The collapse of states is as varied as the states themselves. Some were
never functioning states at all, just lines drawn on maps by colonisers.
Many African borders encompassed lots of ethnic groups and divided some of
them. When the colonialists left, so did the bureaucracies that supported
these entities, abandoning them to poverty, civil war or both. The cold war
helped fuel many conflicts, for instance in Angola and Mozambique, where
superpowers backed rival factions. Other parts of Africa, such as Somalia,
fell apart after the withdrawal of superpower support.
The conflicts of Central America died down in the years following the end of
the cold war. But the fighting in Colombia has dragged on, as the FARC
guerrillas finance themselves through drugs and kidnapping. The end of
Soviet communism freed or created many countries in Europe. Some prospered
as they were absorbed into NATO and the European Union, while others
fragmented bloodily, notably Yugoslavia. Enclaves of "frozen conflicts"

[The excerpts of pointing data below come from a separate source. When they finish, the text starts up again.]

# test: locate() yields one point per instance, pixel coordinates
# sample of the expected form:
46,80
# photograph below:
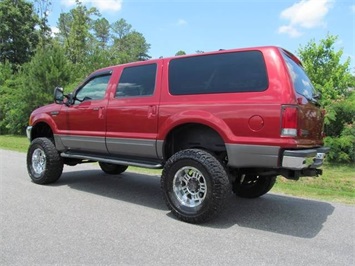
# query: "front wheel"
112,169
44,164
195,185
253,186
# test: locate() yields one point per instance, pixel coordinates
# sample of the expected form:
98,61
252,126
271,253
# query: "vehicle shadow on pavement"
130,187
280,214
274,213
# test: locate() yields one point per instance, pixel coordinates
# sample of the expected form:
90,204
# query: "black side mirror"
58,95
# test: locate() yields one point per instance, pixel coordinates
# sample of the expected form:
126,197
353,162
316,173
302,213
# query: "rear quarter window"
218,73
300,80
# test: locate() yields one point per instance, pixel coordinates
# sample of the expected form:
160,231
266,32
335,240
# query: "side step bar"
144,164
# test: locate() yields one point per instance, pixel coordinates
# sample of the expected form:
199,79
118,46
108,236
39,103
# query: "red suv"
214,122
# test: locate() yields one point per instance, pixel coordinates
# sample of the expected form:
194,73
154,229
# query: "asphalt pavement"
91,218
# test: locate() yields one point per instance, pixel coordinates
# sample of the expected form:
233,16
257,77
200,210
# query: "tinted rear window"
137,81
219,73
301,82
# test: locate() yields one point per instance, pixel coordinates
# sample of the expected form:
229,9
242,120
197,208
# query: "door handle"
101,111
152,111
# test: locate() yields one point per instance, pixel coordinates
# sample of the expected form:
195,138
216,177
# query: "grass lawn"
337,183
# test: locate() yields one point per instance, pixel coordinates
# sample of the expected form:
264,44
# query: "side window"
94,89
137,81
218,73
300,80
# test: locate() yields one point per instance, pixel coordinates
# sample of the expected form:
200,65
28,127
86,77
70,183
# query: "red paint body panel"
232,115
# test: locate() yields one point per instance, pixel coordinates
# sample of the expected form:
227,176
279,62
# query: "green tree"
101,29
181,52
334,81
128,45
323,65
18,36
42,8
32,87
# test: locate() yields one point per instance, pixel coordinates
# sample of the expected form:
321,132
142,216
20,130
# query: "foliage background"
33,62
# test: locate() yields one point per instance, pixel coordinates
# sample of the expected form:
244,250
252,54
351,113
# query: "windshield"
301,82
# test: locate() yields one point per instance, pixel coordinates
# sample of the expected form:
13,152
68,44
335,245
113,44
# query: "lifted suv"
214,122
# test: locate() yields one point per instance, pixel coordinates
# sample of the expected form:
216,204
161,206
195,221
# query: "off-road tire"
112,169
44,164
253,186
195,185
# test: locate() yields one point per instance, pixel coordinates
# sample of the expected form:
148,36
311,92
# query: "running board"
151,165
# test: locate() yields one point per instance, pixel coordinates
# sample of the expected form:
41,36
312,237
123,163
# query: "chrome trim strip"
108,160
240,155
132,147
91,144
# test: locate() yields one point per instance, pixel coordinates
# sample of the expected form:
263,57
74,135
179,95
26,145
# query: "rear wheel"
112,169
253,186
44,164
195,185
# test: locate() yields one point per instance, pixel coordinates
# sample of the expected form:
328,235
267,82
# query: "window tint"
301,82
94,89
220,73
137,81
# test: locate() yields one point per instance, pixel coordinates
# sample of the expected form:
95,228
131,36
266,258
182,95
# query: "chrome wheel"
189,186
39,161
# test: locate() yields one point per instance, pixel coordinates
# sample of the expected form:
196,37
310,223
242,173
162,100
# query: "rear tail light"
289,118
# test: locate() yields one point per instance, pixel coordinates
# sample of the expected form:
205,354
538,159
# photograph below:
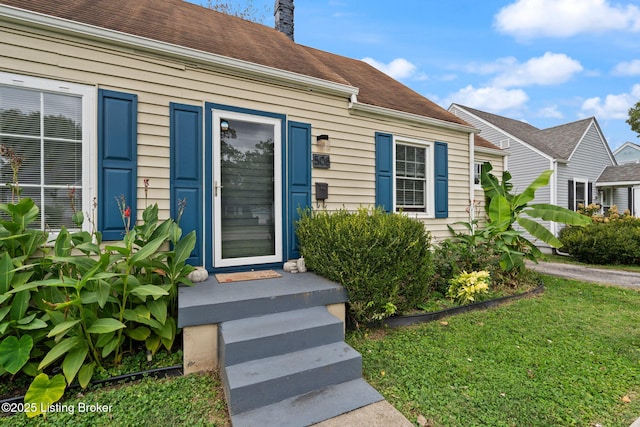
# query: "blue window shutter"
186,172
117,160
299,180
441,179
384,171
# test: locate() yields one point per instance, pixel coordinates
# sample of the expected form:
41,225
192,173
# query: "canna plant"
505,209
81,304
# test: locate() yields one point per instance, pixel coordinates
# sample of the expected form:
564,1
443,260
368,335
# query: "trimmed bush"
614,242
383,260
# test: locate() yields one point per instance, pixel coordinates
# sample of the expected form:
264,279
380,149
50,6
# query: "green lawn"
568,357
570,260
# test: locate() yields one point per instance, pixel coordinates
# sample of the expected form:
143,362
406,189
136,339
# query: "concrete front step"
262,382
274,334
312,407
212,303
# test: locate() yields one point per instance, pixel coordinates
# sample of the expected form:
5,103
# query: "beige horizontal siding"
159,81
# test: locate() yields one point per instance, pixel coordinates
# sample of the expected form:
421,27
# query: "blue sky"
546,62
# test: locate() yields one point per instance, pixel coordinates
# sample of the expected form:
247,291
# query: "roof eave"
167,49
617,183
368,109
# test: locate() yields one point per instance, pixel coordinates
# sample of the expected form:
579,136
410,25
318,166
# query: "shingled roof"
188,25
626,173
557,142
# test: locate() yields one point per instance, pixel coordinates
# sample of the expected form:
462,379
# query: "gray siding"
587,162
523,162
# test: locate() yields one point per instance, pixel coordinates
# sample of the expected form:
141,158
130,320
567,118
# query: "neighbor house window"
48,124
413,174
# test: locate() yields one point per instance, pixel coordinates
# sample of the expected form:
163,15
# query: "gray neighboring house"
627,153
577,152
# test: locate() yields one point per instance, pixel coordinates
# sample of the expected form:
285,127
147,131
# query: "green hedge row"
383,260
615,242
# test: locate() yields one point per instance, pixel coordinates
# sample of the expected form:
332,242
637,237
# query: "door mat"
246,275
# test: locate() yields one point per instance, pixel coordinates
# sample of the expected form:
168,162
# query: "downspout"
554,193
472,190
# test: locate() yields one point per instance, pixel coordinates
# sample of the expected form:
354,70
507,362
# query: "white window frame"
477,169
584,181
429,211
277,211
89,117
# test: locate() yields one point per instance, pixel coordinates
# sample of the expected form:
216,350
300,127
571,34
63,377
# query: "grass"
193,400
568,357
563,259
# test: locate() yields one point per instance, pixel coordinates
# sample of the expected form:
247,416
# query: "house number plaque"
321,161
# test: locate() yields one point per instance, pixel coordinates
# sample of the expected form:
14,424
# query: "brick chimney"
283,12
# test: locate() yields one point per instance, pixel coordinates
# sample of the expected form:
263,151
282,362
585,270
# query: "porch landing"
279,347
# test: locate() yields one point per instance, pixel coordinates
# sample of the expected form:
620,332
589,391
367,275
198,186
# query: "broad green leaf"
20,304
153,343
14,353
103,290
43,392
34,324
530,192
85,374
140,333
4,311
144,291
74,361
147,250
555,213
539,232
499,210
110,346
6,272
58,351
168,333
158,309
62,327
105,325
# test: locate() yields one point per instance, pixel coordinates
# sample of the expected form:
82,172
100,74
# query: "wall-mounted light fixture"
323,142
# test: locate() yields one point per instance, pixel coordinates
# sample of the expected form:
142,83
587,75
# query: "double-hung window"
413,177
47,126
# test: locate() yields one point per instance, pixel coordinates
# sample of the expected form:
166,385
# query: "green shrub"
383,260
469,287
615,242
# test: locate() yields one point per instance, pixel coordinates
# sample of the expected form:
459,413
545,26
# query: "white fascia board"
168,49
499,129
617,183
493,151
368,109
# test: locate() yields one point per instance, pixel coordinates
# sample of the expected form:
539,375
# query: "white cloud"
550,112
630,68
565,18
548,69
399,68
492,99
613,106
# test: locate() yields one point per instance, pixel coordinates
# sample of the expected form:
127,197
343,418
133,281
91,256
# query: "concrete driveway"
588,274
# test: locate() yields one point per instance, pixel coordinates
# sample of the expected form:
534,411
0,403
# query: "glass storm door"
247,190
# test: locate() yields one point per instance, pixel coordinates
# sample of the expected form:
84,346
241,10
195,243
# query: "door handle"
215,188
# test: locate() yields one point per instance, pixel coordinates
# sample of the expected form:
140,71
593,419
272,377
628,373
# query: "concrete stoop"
281,352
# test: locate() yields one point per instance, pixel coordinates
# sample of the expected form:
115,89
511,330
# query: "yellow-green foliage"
469,287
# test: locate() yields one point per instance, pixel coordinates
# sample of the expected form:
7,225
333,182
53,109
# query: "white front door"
247,189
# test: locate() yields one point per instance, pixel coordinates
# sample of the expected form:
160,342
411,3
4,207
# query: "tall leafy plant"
504,209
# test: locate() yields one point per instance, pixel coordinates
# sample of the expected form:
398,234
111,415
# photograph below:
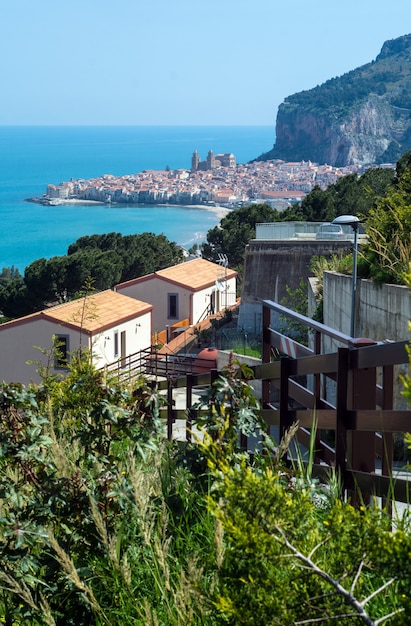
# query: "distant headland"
361,117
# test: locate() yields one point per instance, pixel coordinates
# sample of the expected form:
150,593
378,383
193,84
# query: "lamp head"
347,220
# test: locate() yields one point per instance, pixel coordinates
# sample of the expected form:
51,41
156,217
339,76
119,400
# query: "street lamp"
353,221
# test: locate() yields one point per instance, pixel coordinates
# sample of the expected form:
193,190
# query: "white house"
189,290
109,324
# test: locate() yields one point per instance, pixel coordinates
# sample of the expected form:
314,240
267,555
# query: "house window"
61,346
173,306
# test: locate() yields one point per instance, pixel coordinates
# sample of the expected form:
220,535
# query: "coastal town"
216,181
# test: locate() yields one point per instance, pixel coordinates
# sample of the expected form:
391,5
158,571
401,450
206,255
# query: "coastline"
219,211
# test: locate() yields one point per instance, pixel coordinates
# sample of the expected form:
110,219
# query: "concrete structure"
272,266
381,313
109,324
184,291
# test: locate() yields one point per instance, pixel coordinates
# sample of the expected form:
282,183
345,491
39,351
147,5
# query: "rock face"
362,117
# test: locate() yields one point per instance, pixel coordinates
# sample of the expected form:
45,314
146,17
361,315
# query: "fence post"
341,407
189,402
266,355
169,409
361,395
283,404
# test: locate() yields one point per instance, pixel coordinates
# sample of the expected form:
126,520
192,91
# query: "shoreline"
219,211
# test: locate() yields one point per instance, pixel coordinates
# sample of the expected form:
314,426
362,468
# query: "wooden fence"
361,416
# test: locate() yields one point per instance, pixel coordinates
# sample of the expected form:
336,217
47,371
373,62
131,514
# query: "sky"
181,62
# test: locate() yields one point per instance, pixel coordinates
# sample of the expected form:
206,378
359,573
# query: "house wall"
222,299
17,346
191,305
138,337
155,291
18,341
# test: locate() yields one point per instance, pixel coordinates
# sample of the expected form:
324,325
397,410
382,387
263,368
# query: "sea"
31,157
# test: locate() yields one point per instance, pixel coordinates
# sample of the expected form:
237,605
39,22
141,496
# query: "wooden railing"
360,417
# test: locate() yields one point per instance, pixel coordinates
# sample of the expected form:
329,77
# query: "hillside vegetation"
103,522
361,117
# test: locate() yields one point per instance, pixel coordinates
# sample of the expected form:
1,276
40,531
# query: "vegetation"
385,82
387,254
105,259
104,522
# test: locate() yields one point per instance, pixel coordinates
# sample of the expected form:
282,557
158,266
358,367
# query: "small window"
61,346
173,306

remain on Russia's periphery—for example Abkhazia, South Ossetia and
Transdniestria which survive as unrecognised statelets with the Kremlin's
support.
Whichever way state collapse is assessed, it will always be an imperfect
measure of priorities for policymakers. On a map of the world using the
Brookings index of weak states, the epicentre is self-evidently sub-Saharan
Africa, particularly around Congo, with blobs of red in Iraq, Afghanistan
and Myanmar. But this overlaps only in part with, say, the ungoverned spaces
that America's State Department regards as the nastiest havens for
international terrorists, such as al-Qaeda.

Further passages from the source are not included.